On Capitol Hill, there was less concern Thursday about Hughes’s message than how he delivered it — flying into the heart of the nation’s capital and alighting on the Capitol lawn about 1:30 p.m. in what amounts to an airborne go-cart, powered by something like a lawn mower engine, and kept aloft by an overhead rotor and a small propeller.

“How did it happen?” Sen. Charles E. Schumer (D-N.Y.) wondered aloud. “How did the helicopter get through? Why weren’t there alarm bells that went off? Why wasn’t it intercepted? Did we know about it? How far from the Capitol grounds did we know?”

Schumer, the Senate’s third-ranking Democrat, added: “Just saying it’s a little helicopter, or it’s one person, or it was harmless, does not answer these questions. And we need to know what happened.”

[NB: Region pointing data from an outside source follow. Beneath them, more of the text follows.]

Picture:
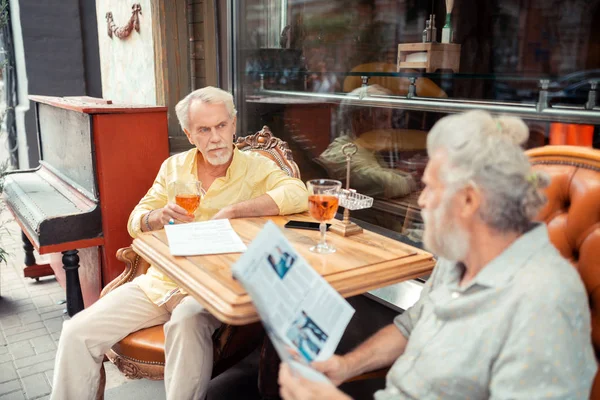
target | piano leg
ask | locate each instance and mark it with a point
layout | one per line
(74, 296)
(32, 269)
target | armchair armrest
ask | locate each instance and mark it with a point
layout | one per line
(378, 373)
(134, 267)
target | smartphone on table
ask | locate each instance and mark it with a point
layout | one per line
(313, 226)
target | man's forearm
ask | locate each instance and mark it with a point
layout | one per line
(380, 350)
(260, 206)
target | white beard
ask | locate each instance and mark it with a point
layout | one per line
(218, 159)
(451, 241)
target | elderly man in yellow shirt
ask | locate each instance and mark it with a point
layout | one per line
(236, 184)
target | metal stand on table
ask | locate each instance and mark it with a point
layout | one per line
(349, 199)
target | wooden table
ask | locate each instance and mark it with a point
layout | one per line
(361, 263)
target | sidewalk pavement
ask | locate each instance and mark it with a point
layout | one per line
(30, 325)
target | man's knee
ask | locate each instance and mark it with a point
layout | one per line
(74, 329)
(191, 322)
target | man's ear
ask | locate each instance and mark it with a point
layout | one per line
(471, 201)
(189, 136)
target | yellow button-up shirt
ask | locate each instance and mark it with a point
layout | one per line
(250, 175)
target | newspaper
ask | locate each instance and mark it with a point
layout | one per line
(302, 314)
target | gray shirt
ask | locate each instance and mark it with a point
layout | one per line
(519, 330)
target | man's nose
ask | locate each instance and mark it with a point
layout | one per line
(421, 200)
(214, 135)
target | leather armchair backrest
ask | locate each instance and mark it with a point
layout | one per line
(573, 216)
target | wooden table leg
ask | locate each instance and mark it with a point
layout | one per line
(268, 370)
(32, 269)
(74, 296)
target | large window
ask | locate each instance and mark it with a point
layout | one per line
(323, 73)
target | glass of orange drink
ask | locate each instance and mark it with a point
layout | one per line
(188, 195)
(322, 205)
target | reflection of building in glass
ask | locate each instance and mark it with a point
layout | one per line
(370, 129)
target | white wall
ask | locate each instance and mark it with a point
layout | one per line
(22, 99)
(127, 65)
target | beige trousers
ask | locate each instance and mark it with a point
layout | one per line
(92, 332)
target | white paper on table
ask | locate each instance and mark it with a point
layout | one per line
(201, 238)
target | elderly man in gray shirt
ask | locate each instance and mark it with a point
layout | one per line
(503, 315)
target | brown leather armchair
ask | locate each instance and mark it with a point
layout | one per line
(573, 218)
(141, 354)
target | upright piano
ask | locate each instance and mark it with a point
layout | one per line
(97, 160)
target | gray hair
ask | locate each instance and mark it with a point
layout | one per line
(209, 95)
(485, 152)
(348, 107)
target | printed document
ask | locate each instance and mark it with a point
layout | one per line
(200, 238)
(302, 314)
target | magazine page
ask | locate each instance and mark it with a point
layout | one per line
(293, 300)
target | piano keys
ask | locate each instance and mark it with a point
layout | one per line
(97, 160)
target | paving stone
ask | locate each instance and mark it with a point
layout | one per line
(24, 328)
(54, 324)
(26, 335)
(10, 386)
(55, 336)
(10, 321)
(28, 317)
(38, 358)
(21, 349)
(18, 395)
(42, 301)
(36, 386)
(43, 344)
(54, 307)
(35, 368)
(7, 372)
(52, 314)
(49, 376)
(5, 357)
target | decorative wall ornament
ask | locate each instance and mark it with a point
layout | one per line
(124, 31)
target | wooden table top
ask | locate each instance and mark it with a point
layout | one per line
(361, 263)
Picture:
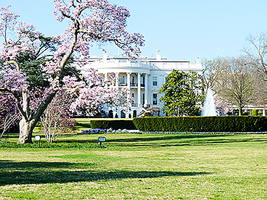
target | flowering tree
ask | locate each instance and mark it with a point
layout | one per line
(222, 105)
(57, 116)
(89, 21)
(8, 113)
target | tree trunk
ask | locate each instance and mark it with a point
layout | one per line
(240, 110)
(25, 132)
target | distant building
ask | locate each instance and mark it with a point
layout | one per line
(143, 77)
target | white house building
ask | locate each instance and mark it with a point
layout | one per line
(143, 78)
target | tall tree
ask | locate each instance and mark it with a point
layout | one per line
(182, 93)
(89, 21)
(235, 81)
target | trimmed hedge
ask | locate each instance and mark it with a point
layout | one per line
(202, 124)
(114, 124)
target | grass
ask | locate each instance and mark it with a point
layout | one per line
(136, 166)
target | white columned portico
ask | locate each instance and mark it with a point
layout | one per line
(129, 93)
(106, 80)
(146, 89)
(139, 90)
(117, 79)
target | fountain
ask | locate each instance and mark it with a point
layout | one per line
(209, 106)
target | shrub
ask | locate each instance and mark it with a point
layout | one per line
(202, 124)
(244, 113)
(254, 112)
(147, 114)
(115, 124)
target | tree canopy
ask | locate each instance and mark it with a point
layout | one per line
(90, 21)
(182, 93)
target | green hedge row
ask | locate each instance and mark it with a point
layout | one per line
(114, 124)
(202, 124)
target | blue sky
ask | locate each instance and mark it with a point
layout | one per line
(181, 29)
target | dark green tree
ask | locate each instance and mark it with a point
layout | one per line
(182, 93)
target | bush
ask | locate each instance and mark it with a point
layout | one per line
(202, 124)
(254, 112)
(147, 114)
(244, 113)
(114, 124)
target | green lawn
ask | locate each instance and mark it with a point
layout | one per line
(136, 166)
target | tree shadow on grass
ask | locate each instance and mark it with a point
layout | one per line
(35, 173)
(173, 140)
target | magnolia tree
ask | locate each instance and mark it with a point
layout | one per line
(222, 105)
(89, 21)
(8, 112)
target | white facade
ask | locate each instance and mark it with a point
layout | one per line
(143, 77)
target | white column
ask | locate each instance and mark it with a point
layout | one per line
(117, 79)
(106, 80)
(128, 80)
(139, 90)
(146, 90)
(129, 94)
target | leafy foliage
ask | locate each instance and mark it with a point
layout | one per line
(182, 93)
(202, 124)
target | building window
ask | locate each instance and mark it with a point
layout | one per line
(122, 80)
(155, 81)
(155, 99)
(143, 99)
(142, 81)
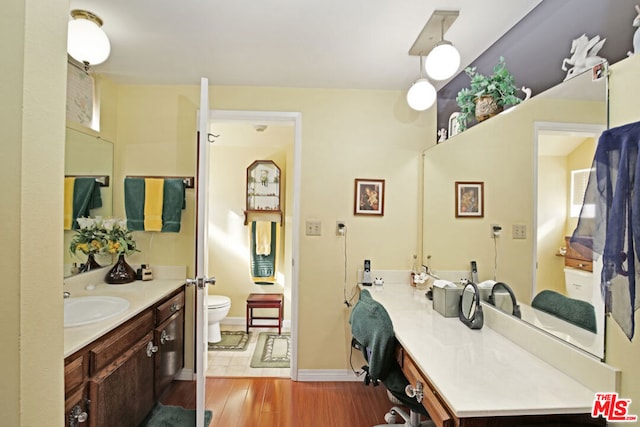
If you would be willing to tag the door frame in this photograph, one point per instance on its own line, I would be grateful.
(294, 118)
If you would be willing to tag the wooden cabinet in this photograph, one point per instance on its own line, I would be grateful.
(115, 380)
(169, 336)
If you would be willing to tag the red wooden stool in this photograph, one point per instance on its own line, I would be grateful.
(265, 301)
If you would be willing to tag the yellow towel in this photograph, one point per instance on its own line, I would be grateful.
(263, 237)
(153, 199)
(69, 183)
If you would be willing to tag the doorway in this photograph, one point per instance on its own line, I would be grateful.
(238, 138)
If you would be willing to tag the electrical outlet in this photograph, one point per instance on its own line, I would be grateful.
(313, 228)
(519, 231)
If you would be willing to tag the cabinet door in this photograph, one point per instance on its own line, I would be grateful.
(122, 393)
(169, 337)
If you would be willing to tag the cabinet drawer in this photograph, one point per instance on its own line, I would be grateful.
(579, 263)
(437, 411)
(169, 307)
(107, 349)
(74, 372)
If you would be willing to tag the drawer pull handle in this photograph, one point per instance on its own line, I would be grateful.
(165, 337)
(151, 349)
(416, 391)
(77, 416)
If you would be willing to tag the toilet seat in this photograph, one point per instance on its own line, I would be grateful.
(217, 301)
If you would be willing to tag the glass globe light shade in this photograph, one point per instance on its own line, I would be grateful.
(87, 42)
(421, 95)
(442, 62)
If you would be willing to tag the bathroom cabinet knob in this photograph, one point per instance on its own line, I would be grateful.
(77, 416)
(416, 391)
(151, 349)
(165, 337)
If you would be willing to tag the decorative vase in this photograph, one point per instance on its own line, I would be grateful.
(91, 264)
(486, 107)
(121, 272)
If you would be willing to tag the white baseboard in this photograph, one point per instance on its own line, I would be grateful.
(235, 321)
(315, 375)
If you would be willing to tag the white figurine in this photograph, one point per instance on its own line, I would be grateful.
(584, 55)
(636, 35)
(442, 133)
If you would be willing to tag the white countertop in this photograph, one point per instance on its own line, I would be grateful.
(140, 295)
(478, 373)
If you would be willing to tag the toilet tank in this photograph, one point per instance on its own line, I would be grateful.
(579, 284)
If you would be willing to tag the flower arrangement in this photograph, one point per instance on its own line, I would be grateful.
(500, 86)
(102, 236)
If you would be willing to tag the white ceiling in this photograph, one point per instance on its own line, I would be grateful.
(355, 44)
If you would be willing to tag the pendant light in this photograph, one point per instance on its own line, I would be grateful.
(86, 41)
(443, 60)
(421, 94)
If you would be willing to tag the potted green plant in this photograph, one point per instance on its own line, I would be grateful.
(487, 95)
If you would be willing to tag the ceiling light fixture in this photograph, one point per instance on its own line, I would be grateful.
(421, 94)
(443, 61)
(86, 41)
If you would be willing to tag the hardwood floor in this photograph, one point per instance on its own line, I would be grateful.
(281, 402)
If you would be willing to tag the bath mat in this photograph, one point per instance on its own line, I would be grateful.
(173, 416)
(231, 341)
(272, 350)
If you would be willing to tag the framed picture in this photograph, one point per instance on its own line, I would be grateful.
(469, 199)
(369, 197)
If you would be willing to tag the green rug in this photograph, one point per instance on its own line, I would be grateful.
(173, 416)
(231, 341)
(272, 350)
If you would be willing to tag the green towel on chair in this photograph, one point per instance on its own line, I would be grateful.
(575, 311)
(86, 196)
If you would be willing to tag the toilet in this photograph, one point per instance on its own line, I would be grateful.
(579, 284)
(218, 308)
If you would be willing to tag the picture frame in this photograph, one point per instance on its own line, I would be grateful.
(369, 197)
(469, 199)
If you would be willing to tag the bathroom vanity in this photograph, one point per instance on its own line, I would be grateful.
(116, 369)
(480, 377)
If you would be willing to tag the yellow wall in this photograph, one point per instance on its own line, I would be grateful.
(32, 117)
(624, 92)
(498, 152)
(346, 134)
(236, 148)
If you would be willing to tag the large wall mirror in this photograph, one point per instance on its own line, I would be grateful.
(87, 154)
(532, 161)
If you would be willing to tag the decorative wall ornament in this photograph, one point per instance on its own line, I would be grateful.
(584, 55)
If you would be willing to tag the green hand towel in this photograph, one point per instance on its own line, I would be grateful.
(134, 203)
(578, 312)
(86, 196)
(173, 203)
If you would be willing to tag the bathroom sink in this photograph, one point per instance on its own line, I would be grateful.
(86, 310)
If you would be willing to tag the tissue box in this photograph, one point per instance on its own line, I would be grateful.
(446, 301)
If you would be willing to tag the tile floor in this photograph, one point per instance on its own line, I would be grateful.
(236, 363)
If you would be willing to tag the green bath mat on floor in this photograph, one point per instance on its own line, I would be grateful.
(173, 416)
(231, 341)
(272, 350)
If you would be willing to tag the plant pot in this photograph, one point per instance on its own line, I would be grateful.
(121, 272)
(486, 107)
(91, 264)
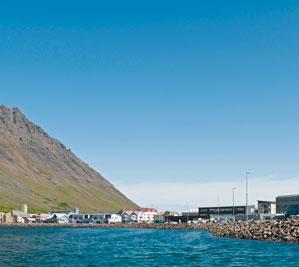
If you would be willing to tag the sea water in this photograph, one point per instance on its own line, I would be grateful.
(47, 246)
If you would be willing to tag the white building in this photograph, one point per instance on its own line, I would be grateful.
(24, 208)
(115, 218)
(147, 215)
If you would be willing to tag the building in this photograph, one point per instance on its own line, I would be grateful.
(147, 215)
(24, 208)
(287, 203)
(75, 211)
(226, 212)
(85, 218)
(15, 216)
(2, 217)
(126, 216)
(163, 217)
(266, 208)
(115, 218)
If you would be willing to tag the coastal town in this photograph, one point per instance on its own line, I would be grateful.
(284, 207)
(270, 220)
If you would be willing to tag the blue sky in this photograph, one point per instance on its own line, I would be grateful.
(160, 91)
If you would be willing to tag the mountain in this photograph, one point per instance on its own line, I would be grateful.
(38, 170)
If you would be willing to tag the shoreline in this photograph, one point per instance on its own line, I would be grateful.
(275, 231)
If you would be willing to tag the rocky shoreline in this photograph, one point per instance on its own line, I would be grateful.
(278, 231)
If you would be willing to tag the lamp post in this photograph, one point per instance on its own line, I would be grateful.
(187, 211)
(218, 207)
(234, 188)
(247, 174)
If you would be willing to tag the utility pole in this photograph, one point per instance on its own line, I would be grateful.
(247, 174)
(234, 188)
(218, 207)
(187, 211)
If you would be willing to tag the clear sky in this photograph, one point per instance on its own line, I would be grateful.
(155, 94)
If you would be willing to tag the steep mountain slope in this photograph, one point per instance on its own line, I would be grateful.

Sen. Ron Johnson (R-Wis.), chairman of the Homeland Security and Governmental Affairs Committee, said in a statement: “I am deeply concerned that someone has the ability to fly for over an hour through the most restricted airspace in our country, past the White House, and land on the lawn of the Capitol.”

He added that he wants “a full accounting by all federal organizations entrusted with securing the United States from this and similar events.” That Hughes was able to pull off the stunt, Johnson said, is “a reminder that the risk to America and Americans is ever present.”

As Nancy Pelosi noted in comments yesterday (which were almost, but not quite, this shrill), there are reasons to want the Capitol to remain fairly open. And it is fairly open — easier to get into than an airport, for example. That makes it accessible to the thousands of local lobbying and school groups who want to see their Representatives’ office.

But it also makes it permeable by lobbyists.

The big money lobbyists, of course, do far more damage to this country than a gyrocopter ever could, damage that Schumer and Johnson are enthusiastic participants in.

Which is sort of Hughes’ point.

I expect more ironic symbolism from this event going forward, as a bunch of security-industry intoxicated Congressmen take as a lesson from this that they need to insulate themselves even more from the people warning about them insulating themselves form their constituents.